L’horloge céleste (Venise)

Mattéo est né dans un cri d’oiseau.
Dehors l’aube est encore noire, l’étable encombrée de paille se dénude devant les mains de cette femme dont la souffrance célèbre toutes les mères qui enfantent dans ce pauvre monde.

Une nébuleuse rouge amas de vie et d’hydrogène  ballotte en son sein tout le destin de Mattéo  en germination.

C’est un beau paysan de France qui pousse son cri  dans la grande maison de Savoie.

Alors qu’au même instant Thomas premier comte de Savoie  perd son onzième enfant,
la famille Jacquard de par cette naissance sort victorieuse de huit deuils en couche.

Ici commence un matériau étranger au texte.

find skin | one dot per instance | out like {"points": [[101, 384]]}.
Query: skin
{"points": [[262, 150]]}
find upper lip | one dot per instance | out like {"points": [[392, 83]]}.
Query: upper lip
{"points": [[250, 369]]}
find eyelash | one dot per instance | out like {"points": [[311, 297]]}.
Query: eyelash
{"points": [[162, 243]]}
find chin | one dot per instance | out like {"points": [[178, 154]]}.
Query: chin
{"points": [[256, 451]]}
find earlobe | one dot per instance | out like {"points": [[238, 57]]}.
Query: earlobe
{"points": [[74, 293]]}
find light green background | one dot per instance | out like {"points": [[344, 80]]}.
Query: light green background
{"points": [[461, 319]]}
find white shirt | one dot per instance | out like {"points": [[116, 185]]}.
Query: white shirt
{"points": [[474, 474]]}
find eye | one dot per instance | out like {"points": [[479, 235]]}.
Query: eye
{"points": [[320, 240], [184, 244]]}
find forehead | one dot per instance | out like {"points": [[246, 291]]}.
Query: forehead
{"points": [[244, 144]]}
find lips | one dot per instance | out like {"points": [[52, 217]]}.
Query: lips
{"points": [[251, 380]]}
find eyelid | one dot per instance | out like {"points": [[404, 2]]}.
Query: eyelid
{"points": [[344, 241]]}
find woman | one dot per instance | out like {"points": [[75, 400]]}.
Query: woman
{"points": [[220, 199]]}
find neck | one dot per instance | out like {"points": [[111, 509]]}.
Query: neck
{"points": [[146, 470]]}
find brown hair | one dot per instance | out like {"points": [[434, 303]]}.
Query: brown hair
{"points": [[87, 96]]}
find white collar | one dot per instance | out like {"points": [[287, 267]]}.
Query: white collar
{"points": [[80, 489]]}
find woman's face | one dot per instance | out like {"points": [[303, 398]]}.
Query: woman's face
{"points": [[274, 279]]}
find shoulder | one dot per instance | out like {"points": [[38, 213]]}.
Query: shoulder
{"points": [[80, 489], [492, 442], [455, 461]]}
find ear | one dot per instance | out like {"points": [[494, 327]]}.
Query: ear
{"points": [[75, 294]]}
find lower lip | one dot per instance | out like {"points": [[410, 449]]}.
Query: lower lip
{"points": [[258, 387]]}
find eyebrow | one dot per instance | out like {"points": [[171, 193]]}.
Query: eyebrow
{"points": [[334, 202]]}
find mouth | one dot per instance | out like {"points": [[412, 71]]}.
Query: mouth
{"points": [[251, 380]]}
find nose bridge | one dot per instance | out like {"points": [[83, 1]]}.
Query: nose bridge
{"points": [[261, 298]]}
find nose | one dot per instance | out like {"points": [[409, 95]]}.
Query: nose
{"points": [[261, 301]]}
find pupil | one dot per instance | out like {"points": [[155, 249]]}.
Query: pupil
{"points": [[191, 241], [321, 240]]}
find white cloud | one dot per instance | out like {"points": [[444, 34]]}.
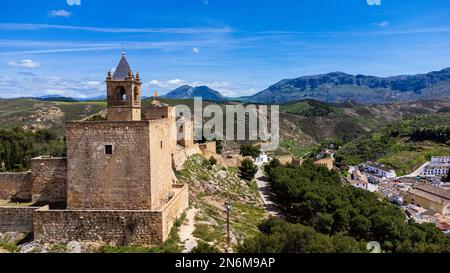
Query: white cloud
{"points": [[73, 2], [382, 24], [374, 2], [25, 64], [225, 88], [187, 30], [59, 13]]}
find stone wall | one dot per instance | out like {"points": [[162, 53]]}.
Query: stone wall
{"points": [[181, 155], [15, 186], [117, 181], [160, 162], [175, 208], [118, 227], [16, 219], [208, 148], [49, 180], [102, 226]]}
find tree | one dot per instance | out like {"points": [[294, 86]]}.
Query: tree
{"points": [[219, 146], [212, 160], [248, 170], [313, 196], [249, 150], [279, 236], [447, 179]]}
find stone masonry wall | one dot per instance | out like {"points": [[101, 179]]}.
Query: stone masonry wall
{"points": [[49, 176], [15, 186], [175, 208], [160, 162], [16, 219], [108, 227], [118, 227], [117, 181]]}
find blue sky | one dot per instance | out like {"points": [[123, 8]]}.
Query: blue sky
{"points": [[238, 47]]}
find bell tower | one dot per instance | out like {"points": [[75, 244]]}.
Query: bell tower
{"points": [[123, 93]]}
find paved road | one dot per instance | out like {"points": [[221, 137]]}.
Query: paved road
{"points": [[265, 193], [186, 231]]}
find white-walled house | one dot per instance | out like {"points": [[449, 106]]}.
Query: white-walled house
{"points": [[357, 179], [439, 166], [379, 170], [263, 159], [440, 160]]}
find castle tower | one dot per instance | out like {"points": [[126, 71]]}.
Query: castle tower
{"points": [[123, 93]]}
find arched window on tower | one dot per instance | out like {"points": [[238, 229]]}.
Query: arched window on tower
{"points": [[121, 94]]}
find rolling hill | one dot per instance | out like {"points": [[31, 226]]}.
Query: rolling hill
{"points": [[340, 87]]}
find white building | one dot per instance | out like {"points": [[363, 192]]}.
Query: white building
{"points": [[379, 170], [436, 169], [263, 159], [357, 179], [441, 160]]}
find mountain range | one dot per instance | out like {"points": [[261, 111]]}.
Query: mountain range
{"points": [[333, 87], [339, 87], [189, 92]]}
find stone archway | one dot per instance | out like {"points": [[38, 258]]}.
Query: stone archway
{"points": [[121, 94]]}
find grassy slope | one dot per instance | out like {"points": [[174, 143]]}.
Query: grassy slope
{"points": [[303, 124], [210, 187]]}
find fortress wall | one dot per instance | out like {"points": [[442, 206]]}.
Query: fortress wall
{"points": [[175, 208], [49, 176], [119, 227], [117, 181], [101, 226], [160, 162], [16, 186], [16, 219]]}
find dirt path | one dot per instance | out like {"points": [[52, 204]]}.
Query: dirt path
{"points": [[187, 229], [3, 250], [265, 193]]}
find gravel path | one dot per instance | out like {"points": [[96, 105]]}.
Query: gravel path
{"points": [[187, 229], [265, 193]]}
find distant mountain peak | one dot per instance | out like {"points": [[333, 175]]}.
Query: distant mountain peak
{"points": [[340, 87], [189, 92]]}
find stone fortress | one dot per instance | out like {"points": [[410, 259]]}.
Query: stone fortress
{"points": [[117, 184]]}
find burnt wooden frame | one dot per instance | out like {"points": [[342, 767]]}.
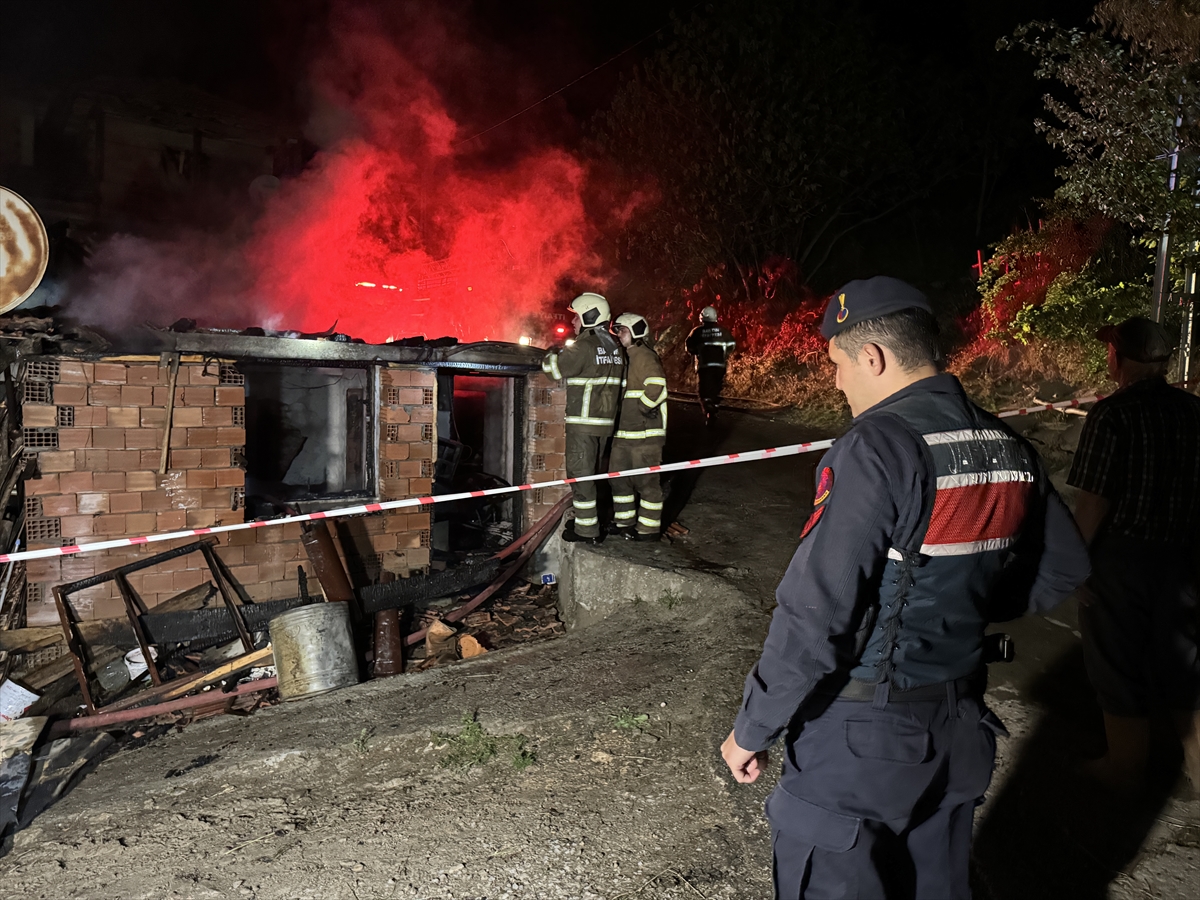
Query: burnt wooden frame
{"points": [[135, 607]]}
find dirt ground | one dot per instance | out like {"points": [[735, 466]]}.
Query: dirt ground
{"points": [[343, 796]]}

Mattéo balaie par ses cris la noirceur de l’étable.
L’enfant est sale et frais comme une poire piquée de fientes de pigeon.
Il montre son cul au sinistre de ce monde, gorgé d’espoir il sera plus fort que la mort.
Un grand saladier de vin chaud rit sur la table.
Le père Jacquard le tient dans ses mains maintenant comme une flamme qui vacille, fragile et fort comme la vie.

L’enfant prend la parole sans demander la permission à la grande maison de Savoie.

Assis sur son tas d’ordures le père entonne un chant qui raconte la paix, la lumière, la frayeur des moineaux.

Mattéo dort maintenant.

A coté de son âne, sur un long sentier de terre le vieil homme marche pieds nus dans ses sandales. Ici il n’y a qu’une saison.
C’’est l’hiver.
Il y a des ours et des loups qui rodent dans la vallée.
Les fermes ont poussé un peu partout.
Mattéo appelle les vaches du haut de sa dix septième année. Alors que des femmes passent sans bruit Mattéo songe.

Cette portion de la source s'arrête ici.